Dettori banned for a month
The post-race drama continued when Dettori was hit with a one-month suspension and AUS$20,000 fine for his ride on Melbourne Cup runner-up Max Dynamite after pleading guilty to careless riding.
After failing to get a clear run on the far rail down the home straight, Dettori switched his mount out and finished with a late rattle to push Prince Of Penzance all the way to the line.
Mullins: “It’s a great story and we had a terrific run. Probably not the luckiest but it’s a horse race and we’re very happy when everything is concerned. This lad can come back again.”
Big Orange set a steady early pace with fellow British raiders Quest For More, Trip To Paris and Snow Sky all taking up prominent positions.
Pace ‘too slow’ for Trip To Paris
As the tempo finally increased turning in, the quartet were still at the head of affairs with Trip To Paris looking the biggest threat before getting swamped close home by Prince Of Penzance, Max Dynamite and Criterion in third.
Tommy Berry, who also rode Trip To Paris to finish second in the Caulfield Cup, said: “The pace was just too slow in the middle stages.

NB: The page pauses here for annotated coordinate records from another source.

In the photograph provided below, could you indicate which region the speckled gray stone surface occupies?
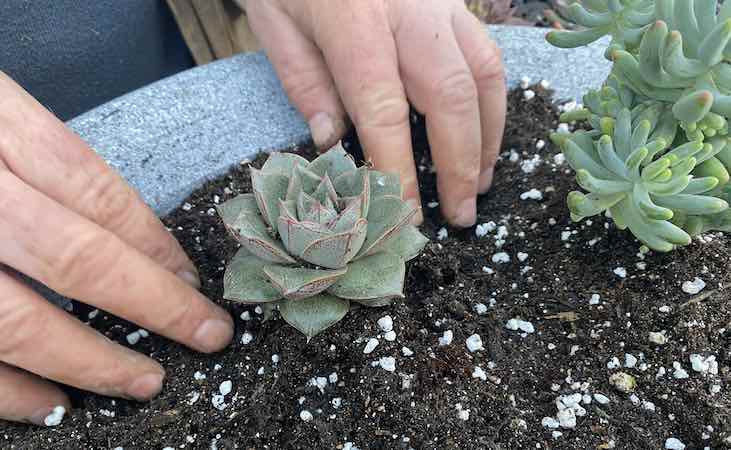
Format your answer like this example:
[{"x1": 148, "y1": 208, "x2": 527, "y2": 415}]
[{"x1": 69, "y1": 27, "x2": 608, "y2": 218}]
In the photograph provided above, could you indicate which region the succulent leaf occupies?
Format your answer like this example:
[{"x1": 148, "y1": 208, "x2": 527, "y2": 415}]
[
  {"x1": 218, "y1": 140, "x2": 428, "y2": 339},
  {"x1": 261, "y1": 152, "x2": 309, "y2": 177},
  {"x1": 301, "y1": 219, "x2": 370, "y2": 269},
  {"x1": 279, "y1": 294, "x2": 350, "y2": 341},
  {"x1": 284, "y1": 166, "x2": 322, "y2": 201},
  {"x1": 223, "y1": 249, "x2": 282, "y2": 303},
  {"x1": 333, "y1": 166, "x2": 371, "y2": 217},
  {"x1": 358, "y1": 196, "x2": 416, "y2": 257},
  {"x1": 328, "y1": 252, "x2": 406, "y2": 300},
  {"x1": 307, "y1": 144, "x2": 356, "y2": 180},
  {"x1": 368, "y1": 170, "x2": 403, "y2": 200},
  {"x1": 250, "y1": 171, "x2": 289, "y2": 227},
  {"x1": 262, "y1": 265, "x2": 348, "y2": 300},
  {"x1": 218, "y1": 194, "x2": 295, "y2": 264},
  {"x1": 388, "y1": 224, "x2": 429, "y2": 261}
]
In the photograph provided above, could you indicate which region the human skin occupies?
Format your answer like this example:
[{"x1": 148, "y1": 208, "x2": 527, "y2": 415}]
[
  {"x1": 0, "y1": 72, "x2": 233, "y2": 424},
  {"x1": 0, "y1": 0, "x2": 505, "y2": 425},
  {"x1": 239, "y1": 0, "x2": 506, "y2": 227}
]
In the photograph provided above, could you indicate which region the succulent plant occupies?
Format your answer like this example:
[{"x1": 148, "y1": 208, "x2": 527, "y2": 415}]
[
  {"x1": 546, "y1": 0, "x2": 731, "y2": 251},
  {"x1": 218, "y1": 145, "x2": 427, "y2": 339},
  {"x1": 465, "y1": 0, "x2": 515, "y2": 23}
]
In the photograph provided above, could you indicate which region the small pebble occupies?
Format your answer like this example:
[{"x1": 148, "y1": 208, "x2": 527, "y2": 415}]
[
  {"x1": 378, "y1": 316, "x2": 393, "y2": 333},
  {"x1": 682, "y1": 277, "x2": 706, "y2": 295},
  {"x1": 378, "y1": 356, "x2": 396, "y2": 372},
  {"x1": 363, "y1": 338, "x2": 378, "y2": 355},
  {"x1": 439, "y1": 330, "x2": 454, "y2": 347},
  {"x1": 465, "y1": 334, "x2": 484, "y2": 353},
  {"x1": 218, "y1": 380, "x2": 233, "y2": 396},
  {"x1": 609, "y1": 372, "x2": 637, "y2": 393},
  {"x1": 43, "y1": 406, "x2": 66, "y2": 427},
  {"x1": 665, "y1": 438, "x2": 685, "y2": 450}
]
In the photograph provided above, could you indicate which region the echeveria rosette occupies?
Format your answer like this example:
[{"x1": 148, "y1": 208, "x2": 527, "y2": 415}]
[
  {"x1": 552, "y1": 109, "x2": 728, "y2": 252},
  {"x1": 218, "y1": 146, "x2": 427, "y2": 338}
]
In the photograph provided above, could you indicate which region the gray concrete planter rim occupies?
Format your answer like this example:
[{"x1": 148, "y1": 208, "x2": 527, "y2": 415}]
[
  {"x1": 43, "y1": 26, "x2": 609, "y2": 303},
  {"x1": 68, "y1": 26, "x2": 608, "y2": 215}
]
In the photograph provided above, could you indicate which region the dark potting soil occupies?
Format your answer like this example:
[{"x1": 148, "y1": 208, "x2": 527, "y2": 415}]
[{"x1": 0, "y1": 86, "x2": 731, "y2": 450}]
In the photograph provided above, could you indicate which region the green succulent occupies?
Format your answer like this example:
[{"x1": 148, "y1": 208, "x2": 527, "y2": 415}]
[
  {"x1": 218, "y1": 146, "x2": 427, "y2": 339},
  {"x1": 546, "y1": 0, "x2": 654, "y2": 53},
  {"x1": 547, "y1": 0, "x2": 731, "y2": 251},
  {"x1": 552, "y1": 109, "x2": 728, "y2": 251}
]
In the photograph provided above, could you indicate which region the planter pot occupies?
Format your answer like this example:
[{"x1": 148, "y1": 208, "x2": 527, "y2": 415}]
[
  {"x1": 68, "y1": 26, "x2": 609, "y2": 215},
  {"x1": 34, "y1": 26, "x2": 609, "y2": 304}
]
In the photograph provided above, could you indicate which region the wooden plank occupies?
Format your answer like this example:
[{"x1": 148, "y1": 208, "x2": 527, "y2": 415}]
[
  {"x1": 223, "y1": 0, "x2": 261, "y2": 53},
  {"x1": 192, "y1": 0, "x2": 234, "y2": 59},
  {"x1": 167, "y1": 0, "x2": 214, "y2": 65}
]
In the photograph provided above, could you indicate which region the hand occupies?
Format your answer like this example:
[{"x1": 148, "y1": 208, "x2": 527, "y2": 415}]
[
  {"x1": 0, "y1": 72, "x2": 233, "y2": 424},
  {"x1": 244, "y1": 0, "x2": 506, "y2": 227}
]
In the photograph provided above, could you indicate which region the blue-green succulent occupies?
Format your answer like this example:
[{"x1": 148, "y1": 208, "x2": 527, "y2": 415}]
[{"x1": 547, "y1": 0, "x2": 731, "y2": 251}]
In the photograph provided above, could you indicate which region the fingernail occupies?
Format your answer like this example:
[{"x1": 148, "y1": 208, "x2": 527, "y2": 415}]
[
  {"x1": 451, "y1": 197, "x2": 477, "y2": 228},
  {"x1": 177, "y1": 269, "x2": 201, "y2": 289},
  {"x1": 127, "y1": 372, "x2": 164, "y2": 401},
  {"x1": 477, "y1": 167, "x2": 495, "y2": 194},
  {"x1": 28, "y1": 405, "x2": 66, "y2": 427},
  {"x1": 309, "y1": 112, "x2": 345, "y2": 150},
  {"x1": 193, "y1": 319, "x2": 234, "y2": 352}
]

He didn’t show the same turn of foot over the 3,200 metres but he went super and was unbelievable for the connections who couldn’t have dreamed of having a runner. Just an end-to-end gallop would have suited.”
Quest For More stuck on for ninth to the delight of trainer Roger Charlton, who said: “He ran incredibly well but his form was all there with Big Orange. We just got a bit short of space but he ran very well and wasn’t beaten far. The only place was to be handy and those at the back had no chance.”
The Sir Michael Stoute-trained Snow Sky travelled well into contention before suffering interference at a crucial time.
Teddy Grimthorpe, racing manager to Snow Sky’s owner Khalid Abdullah, said: “Ryan got him into a super position but one horse just came across him in the straight and ruined his chance of being in the money. He wasn’t going well enough to win but up to that stage was running a hell of a race.”
Jamie Spencer’s ride on fifth-placed Big Orange also caught the attention of the Flemington stewards and the jockey was banned for 14 meetings.